Discussion List Archives

[Date Prev][Date Next][Thread Prev][Thread Next][Date Index][Thread Index]

Re: [ddlm-group] DDLm aliases (subject changed). .. .. .. .

Let me be blunt -- DDLm will be rejected in practice if it does not
support denormalized categories with compound keys well.  At the same time,
there is no reason why we should need to leave CIF presentation behind
when we normalize.   John W.'s DDL2 solves the problem by mapping the
parent-child relationships carefully in both directions.  I believe
what I have suggested in the handling of keys in a parent join would
allow us to adopt the DDLm approach of the parent categories being
ignorant of the structure, or even the existence of their child
categories, while preserving the ability to have denormalized
presentations.

   -- Herbert

At 2:26 PM -0500 1/27/11, John Westbrook wrote:
>Hi John and Herbert,
>
>I do not wish to complicate the discussion but I have a somewhat 
>different perspective on
>the the issue of normalization.   Certainly in the development of 
>the mmCIF dictionary
>anything approaching normalization was so at odds with familiar data 
>organization that
>it was not practical.   As a result mmCIF has a highly denormalized 
>organization in which
>each category mirrors the organization of a typical data file.   To 
>cope with this
>data organization style, parent-child relationships were introduced 
>between common
>identifiers in key and non-key roles.   A further practical 
>complication comes from
>having to track multiple nomenclatures composed of natural keys some 
>of these having
>unusual null-value rules.
>
>To better address this in software we have added DDL2 extensions to 
>define parent/child linking groups -
>
>See -
>
>http://mmcif.pdb.org/dictionaries/mmcif_ddl.dic/Data/history.html
>
>categories - pdbx_item_link_group and pdbx_item_link_group_list
>
>The groups defined in these categories allow validation of common 
>items between categories
>with multiple connecting relationships.   For instance, tables of 
>bonds, angles and torsions
>have multiple independent collections of natural keys times the 
>number of nomenclatures.
>In some cases the validation must make independent comparisons of 
>each group against
>the same group of parents items.
>
>I raise this issue because it is an unavoidable consequence of 
>denormalization.  And,
>as Herbert points out the denormalized organization is important in 
>data harvesting
>and generally maintaining a connection to laboratory practice.
>
>In the original design of DDLm their was an emphasis on adopting 
>simple rather than
>complex category keys.  This has been an issue of some concern for 
>me as this does
>not map well to our data which is rich in complex natural keys.
>
>John
>
>
>
>
>
>On 1/27/11 1:24 PM, Bollinger, John C wrote:
>>
>>  On Thursday, January 27, 2011 10:16 AM, Herbert J. Bernstein wrote:
>>
>>>  Let me just talk about the category join issue.  The current documentation
>>>  is vague about the issue of how one should match up the keys, and John B.'s
>>>  interpretation may well be what was intended, but I think for the join
>>>  the actually be useful, it has to be extended to cover the normalization
>>>  and denormalization cases, in which the choice of keys depends on
>>>  the degree of normalization.
>>
>>  I don't think the draft is so vague, in that section 4.3 describes 
>>joined categories as being applicable to "categories have 
>>equivalent category keys", and it remarks that "the keys of joined 
>>categories may be used interchangeably in the instance document." 
>>It may be that it would be useful to expand the scope of the 
>>feature as Herbert suggests, but I don't think the draft can be 
>>read to already define it that way.
>  >
>>  I always thought that that the origin of this feature was the old 
>>ATOM_SITE vs.
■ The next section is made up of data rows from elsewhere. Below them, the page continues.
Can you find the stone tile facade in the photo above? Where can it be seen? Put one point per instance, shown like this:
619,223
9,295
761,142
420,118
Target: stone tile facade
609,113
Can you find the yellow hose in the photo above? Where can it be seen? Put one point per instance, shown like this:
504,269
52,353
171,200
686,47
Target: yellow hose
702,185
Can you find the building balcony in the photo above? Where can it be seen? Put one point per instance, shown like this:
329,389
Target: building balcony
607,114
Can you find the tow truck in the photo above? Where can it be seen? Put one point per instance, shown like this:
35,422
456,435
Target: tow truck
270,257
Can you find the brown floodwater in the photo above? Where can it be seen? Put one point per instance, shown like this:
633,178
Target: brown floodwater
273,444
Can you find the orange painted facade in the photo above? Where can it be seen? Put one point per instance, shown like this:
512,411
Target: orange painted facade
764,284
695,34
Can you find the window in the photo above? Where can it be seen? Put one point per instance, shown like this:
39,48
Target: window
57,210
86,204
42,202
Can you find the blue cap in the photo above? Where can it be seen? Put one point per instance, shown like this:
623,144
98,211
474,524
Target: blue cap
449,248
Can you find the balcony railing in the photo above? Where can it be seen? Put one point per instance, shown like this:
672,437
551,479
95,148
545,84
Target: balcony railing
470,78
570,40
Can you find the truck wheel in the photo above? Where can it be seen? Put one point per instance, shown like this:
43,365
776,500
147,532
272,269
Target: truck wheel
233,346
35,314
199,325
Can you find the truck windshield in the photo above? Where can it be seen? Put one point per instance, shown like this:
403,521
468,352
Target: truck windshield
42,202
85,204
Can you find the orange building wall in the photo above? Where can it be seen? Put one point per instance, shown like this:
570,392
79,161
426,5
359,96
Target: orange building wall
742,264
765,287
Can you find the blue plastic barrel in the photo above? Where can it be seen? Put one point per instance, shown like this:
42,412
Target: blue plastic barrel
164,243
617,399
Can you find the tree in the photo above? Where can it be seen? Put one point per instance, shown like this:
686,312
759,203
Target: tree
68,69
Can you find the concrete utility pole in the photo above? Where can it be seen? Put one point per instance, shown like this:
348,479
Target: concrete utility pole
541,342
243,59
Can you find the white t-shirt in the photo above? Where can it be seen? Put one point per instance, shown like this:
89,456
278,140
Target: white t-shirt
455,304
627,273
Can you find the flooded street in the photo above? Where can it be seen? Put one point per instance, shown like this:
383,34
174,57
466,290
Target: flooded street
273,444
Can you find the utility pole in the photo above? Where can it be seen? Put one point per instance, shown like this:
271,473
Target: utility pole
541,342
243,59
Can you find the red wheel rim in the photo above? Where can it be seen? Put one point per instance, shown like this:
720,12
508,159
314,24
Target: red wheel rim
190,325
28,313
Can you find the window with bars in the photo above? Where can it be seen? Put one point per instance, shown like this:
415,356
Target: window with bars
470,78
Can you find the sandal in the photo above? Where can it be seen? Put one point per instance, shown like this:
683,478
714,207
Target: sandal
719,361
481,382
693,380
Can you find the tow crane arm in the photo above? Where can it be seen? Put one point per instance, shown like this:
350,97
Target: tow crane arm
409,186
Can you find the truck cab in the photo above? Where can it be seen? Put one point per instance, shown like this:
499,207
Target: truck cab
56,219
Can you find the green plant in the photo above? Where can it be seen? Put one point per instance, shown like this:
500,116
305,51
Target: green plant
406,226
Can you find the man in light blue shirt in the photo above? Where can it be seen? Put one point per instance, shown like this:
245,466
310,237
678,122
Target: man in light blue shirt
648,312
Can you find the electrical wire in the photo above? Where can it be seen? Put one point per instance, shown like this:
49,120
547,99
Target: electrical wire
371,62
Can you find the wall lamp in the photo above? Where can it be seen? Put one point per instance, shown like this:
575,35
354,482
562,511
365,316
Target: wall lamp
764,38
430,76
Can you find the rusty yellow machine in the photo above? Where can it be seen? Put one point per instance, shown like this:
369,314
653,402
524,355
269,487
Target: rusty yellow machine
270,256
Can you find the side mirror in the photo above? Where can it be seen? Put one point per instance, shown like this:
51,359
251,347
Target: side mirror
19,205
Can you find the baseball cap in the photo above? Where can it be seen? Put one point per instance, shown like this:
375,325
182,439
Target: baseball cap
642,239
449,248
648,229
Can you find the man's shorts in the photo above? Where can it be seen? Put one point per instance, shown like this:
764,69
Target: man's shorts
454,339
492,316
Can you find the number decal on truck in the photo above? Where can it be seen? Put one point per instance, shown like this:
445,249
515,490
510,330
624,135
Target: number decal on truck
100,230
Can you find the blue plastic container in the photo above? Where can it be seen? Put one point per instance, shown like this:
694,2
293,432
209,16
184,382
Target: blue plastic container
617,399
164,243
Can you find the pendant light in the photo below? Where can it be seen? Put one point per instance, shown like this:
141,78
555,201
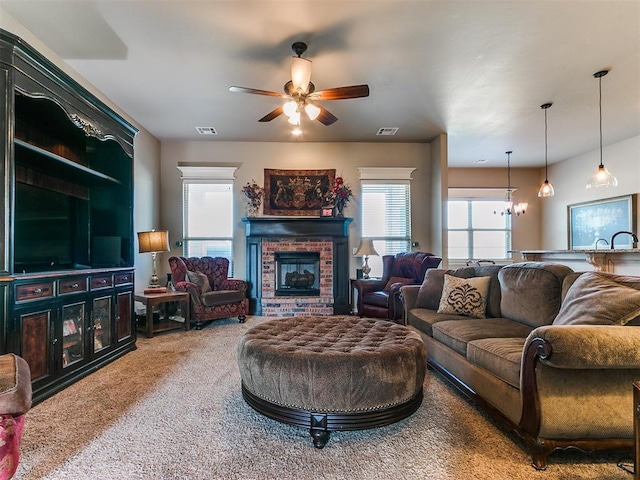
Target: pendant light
546,190
510,208
602,177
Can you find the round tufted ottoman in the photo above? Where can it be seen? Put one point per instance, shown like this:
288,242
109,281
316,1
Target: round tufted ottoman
332,373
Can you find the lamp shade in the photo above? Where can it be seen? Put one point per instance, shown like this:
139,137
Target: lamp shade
365,248
153,241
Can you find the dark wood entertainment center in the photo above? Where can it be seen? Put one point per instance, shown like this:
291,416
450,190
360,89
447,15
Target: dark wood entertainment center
66,226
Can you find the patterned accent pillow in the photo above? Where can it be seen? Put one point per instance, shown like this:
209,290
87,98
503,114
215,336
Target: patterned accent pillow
200,279
465,296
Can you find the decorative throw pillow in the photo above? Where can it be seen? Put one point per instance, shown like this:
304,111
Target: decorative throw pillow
464,296
598,299
393,280
200,279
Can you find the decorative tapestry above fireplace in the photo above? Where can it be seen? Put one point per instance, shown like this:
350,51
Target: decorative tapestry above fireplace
296,192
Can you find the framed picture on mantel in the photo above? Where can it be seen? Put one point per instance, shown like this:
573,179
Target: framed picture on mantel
296,192
600,219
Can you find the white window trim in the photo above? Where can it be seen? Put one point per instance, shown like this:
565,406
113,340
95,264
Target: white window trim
386,174
206,173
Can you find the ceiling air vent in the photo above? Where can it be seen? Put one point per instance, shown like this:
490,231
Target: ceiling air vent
206,130
387,131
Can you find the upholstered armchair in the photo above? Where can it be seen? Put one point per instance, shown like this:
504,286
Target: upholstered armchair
380,298
213,295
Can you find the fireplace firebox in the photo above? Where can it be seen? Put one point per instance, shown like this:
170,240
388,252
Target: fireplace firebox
297,274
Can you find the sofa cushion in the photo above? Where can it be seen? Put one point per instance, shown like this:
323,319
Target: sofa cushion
199,279
379,298
464,296
392,280
500,356
532,291
457,333
597,298
423,319
221,297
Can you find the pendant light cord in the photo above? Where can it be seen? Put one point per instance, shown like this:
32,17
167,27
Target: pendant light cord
546,166
600,108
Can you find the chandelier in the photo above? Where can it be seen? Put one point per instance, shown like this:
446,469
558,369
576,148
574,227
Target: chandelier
510,207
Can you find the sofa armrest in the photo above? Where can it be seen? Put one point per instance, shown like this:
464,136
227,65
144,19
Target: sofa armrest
589,346
368,285
409,296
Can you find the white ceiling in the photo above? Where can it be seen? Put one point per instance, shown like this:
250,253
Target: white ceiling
476,70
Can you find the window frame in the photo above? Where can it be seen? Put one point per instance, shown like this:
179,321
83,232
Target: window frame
479,195
207,176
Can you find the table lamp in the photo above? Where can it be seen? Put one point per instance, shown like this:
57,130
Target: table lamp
364,250
153,242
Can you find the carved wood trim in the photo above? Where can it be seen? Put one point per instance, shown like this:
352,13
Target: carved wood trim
530,418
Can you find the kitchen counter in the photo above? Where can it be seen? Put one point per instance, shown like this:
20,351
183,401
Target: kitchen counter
625,261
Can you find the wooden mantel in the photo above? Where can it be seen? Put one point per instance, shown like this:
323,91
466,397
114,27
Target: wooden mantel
333,229
621,261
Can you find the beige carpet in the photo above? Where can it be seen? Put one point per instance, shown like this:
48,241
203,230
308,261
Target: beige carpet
173,410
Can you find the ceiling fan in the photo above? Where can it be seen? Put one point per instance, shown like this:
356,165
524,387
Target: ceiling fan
302,94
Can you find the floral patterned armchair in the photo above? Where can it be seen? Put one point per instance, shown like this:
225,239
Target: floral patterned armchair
213,295
15,401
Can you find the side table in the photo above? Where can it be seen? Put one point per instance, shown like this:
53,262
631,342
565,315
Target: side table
150,300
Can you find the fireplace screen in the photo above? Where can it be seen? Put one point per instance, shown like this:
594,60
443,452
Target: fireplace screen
298,273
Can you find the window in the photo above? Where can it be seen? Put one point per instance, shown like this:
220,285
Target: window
386,218
477,230
207,217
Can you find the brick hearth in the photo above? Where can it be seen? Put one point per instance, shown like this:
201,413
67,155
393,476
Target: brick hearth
327,236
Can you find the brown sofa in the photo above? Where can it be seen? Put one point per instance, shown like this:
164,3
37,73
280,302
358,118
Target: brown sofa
554,359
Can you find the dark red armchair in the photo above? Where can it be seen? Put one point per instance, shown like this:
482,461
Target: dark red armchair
380,298
218,296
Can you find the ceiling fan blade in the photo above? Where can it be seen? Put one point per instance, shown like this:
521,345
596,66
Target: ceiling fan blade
326,117
341,93
255,91
271,115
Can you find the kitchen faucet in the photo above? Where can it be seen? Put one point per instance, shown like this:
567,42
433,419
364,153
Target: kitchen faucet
633,235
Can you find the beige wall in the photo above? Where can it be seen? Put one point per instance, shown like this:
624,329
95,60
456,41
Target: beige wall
252,158
570,177
525,228
147,152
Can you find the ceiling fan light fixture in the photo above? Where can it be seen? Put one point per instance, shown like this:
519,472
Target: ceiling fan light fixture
290,108
312,111
300,74
295,118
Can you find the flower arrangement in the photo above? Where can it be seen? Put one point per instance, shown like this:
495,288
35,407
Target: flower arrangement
254,194
338,195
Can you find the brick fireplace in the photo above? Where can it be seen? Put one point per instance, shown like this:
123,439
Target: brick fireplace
281,251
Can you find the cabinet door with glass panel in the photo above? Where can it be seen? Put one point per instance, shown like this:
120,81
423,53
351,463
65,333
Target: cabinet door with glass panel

ATOM_SITE_ANISO issue, where the choice of whether to 
>>join does not involve normalization.  (Instead, it involves whether 
>>null anisotropic displacement parameters are explicitly recorded 
>>for atoms refined isotropically, and it relates to the way 
>>small-molecule structural results have traditionally been 
>>tabulated.)  In fact, the DDLm draft refers specifically to that 
>>case.  For that and similar cases, the current definition is 
>>already useful.
>  >
>>>    This actually gets back to an old
>>>  disagreement between CCP4 and the PDB, which could finally be resolved
>>>  with a liberal (i.e. denormalization-friendly) interpretation
>>>  of category join.
>>
>>  Can you summarize this disagreement, please?  Is it still an 
>>issue, or has it effectively been settled?
>>
>>>  When you normalize a category, you often strip out several columns
>>>  that were originally key components in the larger category, and put them
>>>  entirely in the child category, so there is less repetition in the
>>>  parent category.  If we are to allow the option of using the
>>>  dictionary with the normalized categories with fewer key components to be
>>>  presented as the original wider, flatter denormalized categories,
>>>  then we need to interpret the _category.parent_join in a way
>>>  that permits more key components in the denormalized presentation,
>>
>>  Agreed.
>>
>>  The fundamental question is whether we do want to allow a 
>>denormalized presentation in such cases.  What are the advantages? 
>>I currently see this one:
>>
>>  () if denormalizing joins are allowed then some normalizations can 
>>be performed in existing dictionaries that otherwise could not be 
>>performed without invalidating existing instance documents.  At 
>>least in principle.
>>
>>  I do not, however, see any special advantage inherent generally in 
>>multiplying the ways in which future instance documents can be 
>>written.
>>
>>  Herbert argues that a denormalized presentation is more convenient 
>>for "data harvest", but I'm not clear on what he means by that term 
>>as distinguished from "database loads," which he presents as an 
>>alternative use.  I'm also not clear whether merely _allowing_ 
>>denormalized presentation is sufficient to serve the data 
>>harvesting use case.  Once I understand this argument better, I may 
>>agree that there is an advantage here.
>>
>>  Are there other advantages?
>>
>>  I see this disadvantage:
>>
>>  () if denormalizing joins are allowed then that introduces a new 
>>type of validity error that CIF authors may inadvertently introduce 
>>into their files and that CIF validators must test for: duplicate 
>>parent-category keys with different parent-category attributes. 
>>That's a reasonably complicated problem because "different" depends 
>>in part on the semantics of the non-key items' types.
>>
>>  There might be other disadvantages, but I have not yet identified any.
>>
>>  If we decide we do want to allowed denormalized presentation in 
>>such cases, then we can surely come up with suitable semantics. 
>>Herbert presented one possibility, but before we discuss details 
>>let's first settle whether we even need to go there.
>>
>>
>>  Regards,
>>
>>  John
>>
>>  --
>>  John C. Bollinger, Ph.D.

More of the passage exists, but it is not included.